While Trump has a big lead in Electoral College votes and “undisputedly” won the election, Hillary Clinton won the popular vote with 170,000 more popular votes (as of the current count). People protesting Trump’s election claim that the “one person, one vote” system does not meet democratic standards because the candidate with the most electoral college votes may not be the candidate with the most popular votes.  

However, is “one person, one vote” more democratic? The current electoral process in America has a long history. Ever since the country’s beginnings, the founding fathers have assigned electoral votes to each state to prevent mob politics, and to ensure that states with smaller populations do not get ignored. In other words, it is because of fears of endangering democracy that “one person, one vote” is used, otherwise small states could be “represented” by big states. We could ask, is it more democratic? It is hard to say.

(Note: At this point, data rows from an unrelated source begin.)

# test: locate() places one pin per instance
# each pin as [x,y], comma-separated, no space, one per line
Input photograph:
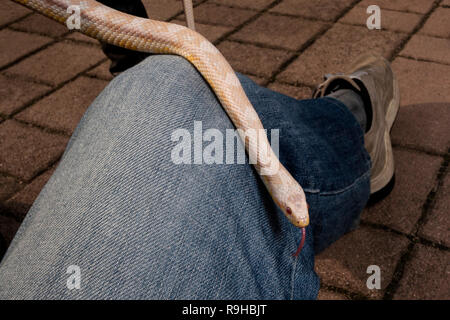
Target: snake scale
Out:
[146,35]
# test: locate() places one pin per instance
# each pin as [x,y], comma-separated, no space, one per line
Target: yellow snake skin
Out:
[120,29]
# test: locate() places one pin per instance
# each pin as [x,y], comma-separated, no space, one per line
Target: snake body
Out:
[146,35]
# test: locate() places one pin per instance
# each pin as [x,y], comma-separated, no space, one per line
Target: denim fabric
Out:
[141,227]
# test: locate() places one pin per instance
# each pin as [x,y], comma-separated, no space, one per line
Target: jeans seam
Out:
[356,181]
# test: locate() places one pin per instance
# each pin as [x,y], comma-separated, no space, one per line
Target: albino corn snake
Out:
[120,29]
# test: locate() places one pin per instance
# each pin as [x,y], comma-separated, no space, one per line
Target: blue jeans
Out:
[139,226]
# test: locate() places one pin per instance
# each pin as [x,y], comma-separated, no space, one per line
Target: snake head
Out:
[296,209]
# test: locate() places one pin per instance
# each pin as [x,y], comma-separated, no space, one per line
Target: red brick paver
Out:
[27,150]
[390,19]
[419,6]
[401,210]
[425,275]
[438,24]
[58,63]
[345,263]
[437,224]
[49,76]
[340,45]
[64,108]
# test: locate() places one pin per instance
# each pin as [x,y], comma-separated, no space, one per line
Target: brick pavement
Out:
[49,76]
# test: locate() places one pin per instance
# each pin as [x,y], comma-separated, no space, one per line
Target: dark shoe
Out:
[121,58]
[373,78]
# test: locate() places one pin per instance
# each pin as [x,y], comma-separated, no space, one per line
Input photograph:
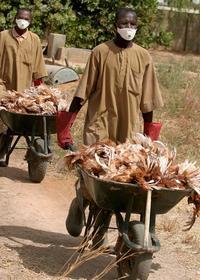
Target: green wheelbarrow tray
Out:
[115,196]
[28,124]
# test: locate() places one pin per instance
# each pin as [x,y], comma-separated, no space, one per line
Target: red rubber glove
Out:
[64,121]
[37,82]
[152,130]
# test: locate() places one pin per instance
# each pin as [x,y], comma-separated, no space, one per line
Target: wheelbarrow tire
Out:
[36,166]
[136,267]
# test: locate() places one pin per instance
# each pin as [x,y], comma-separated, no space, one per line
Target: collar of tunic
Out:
[18,37]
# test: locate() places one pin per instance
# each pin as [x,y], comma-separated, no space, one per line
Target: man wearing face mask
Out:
[119,83]
[21,56]
[21,63]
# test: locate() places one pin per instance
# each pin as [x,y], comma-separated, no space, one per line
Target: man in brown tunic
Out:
[119,82]
[21,62]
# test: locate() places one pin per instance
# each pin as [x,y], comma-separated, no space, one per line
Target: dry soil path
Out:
[33,240]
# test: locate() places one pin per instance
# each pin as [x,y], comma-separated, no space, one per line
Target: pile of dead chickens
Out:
[140,161]
[41,100]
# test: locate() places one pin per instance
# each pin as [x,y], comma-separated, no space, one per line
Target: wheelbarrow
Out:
[36,129]
[137,241]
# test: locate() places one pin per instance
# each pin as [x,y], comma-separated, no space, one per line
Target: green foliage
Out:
[85,22]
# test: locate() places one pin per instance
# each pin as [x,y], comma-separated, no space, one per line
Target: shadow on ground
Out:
[47,252]
[14,174]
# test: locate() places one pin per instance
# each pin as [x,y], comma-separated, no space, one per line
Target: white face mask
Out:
[127,33]
[22,23]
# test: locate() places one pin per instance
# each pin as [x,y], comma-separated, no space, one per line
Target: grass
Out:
[181,114]
[179,79]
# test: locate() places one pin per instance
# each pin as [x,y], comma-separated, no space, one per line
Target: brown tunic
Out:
[20,62]
[118,84]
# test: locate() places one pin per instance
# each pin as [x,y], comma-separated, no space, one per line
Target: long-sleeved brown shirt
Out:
[118,84]
[20,62]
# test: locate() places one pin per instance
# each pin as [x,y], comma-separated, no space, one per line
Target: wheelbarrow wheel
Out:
[37,166]
[138,266]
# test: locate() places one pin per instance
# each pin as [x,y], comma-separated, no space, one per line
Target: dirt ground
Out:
[34,243]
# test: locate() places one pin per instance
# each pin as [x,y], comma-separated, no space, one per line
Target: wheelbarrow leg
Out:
[5,147]
[147,219]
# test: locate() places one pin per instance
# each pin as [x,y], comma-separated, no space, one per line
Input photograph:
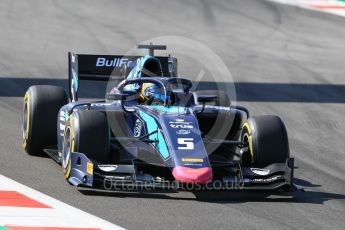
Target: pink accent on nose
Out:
[192,175]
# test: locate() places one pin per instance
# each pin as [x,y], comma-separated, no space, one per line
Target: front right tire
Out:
[267,141]
[86,132]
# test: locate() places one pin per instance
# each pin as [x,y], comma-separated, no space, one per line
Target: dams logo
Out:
[137,128]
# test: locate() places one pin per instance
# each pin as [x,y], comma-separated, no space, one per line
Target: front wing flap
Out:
[86,172]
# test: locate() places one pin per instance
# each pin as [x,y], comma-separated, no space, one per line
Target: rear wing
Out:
[107,67]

The irony here is that Trump was the one who protested the unfairness of the Electoral College system and its failure to represent popular opinion, but he actually benefited from the system. Therefore, many Hillary supporters found the election results hard to stomach.

In fact, whether it is “one person, one vote” or the “electoral college,” they both have democratic and undemocratic features. The indirect democratic system of electors was created to prevent the public from being prodded to vote for inexperienced, incompetent, and unethical candidates. However, this time, the election system created by the American elite produced results the elite did not desire.

I believe Americans should be more concerned with the relatively low voter turnout this year; only half of the American public voted, the lowest turnout since 1996. According to the Pew Research Center, data from earlier this year showed America to have the lowest voter turnout among all developed countries. This reveals the weariness more and more Americans have toward American democracy.

There is not one perfect model of democracy for everyone, only the best model for each country. For America, whether it is “one person, one vote” or “electoral college,” no system is ideal. With the longstanding American democratic system using the “electoral college,” it is wise to accept a loss, instead of refusing to leave the game, asking to change the rules, etc. If this mess continues, then the real meaning of democracy will drift further and further away from America.

The author works for an international agency in America.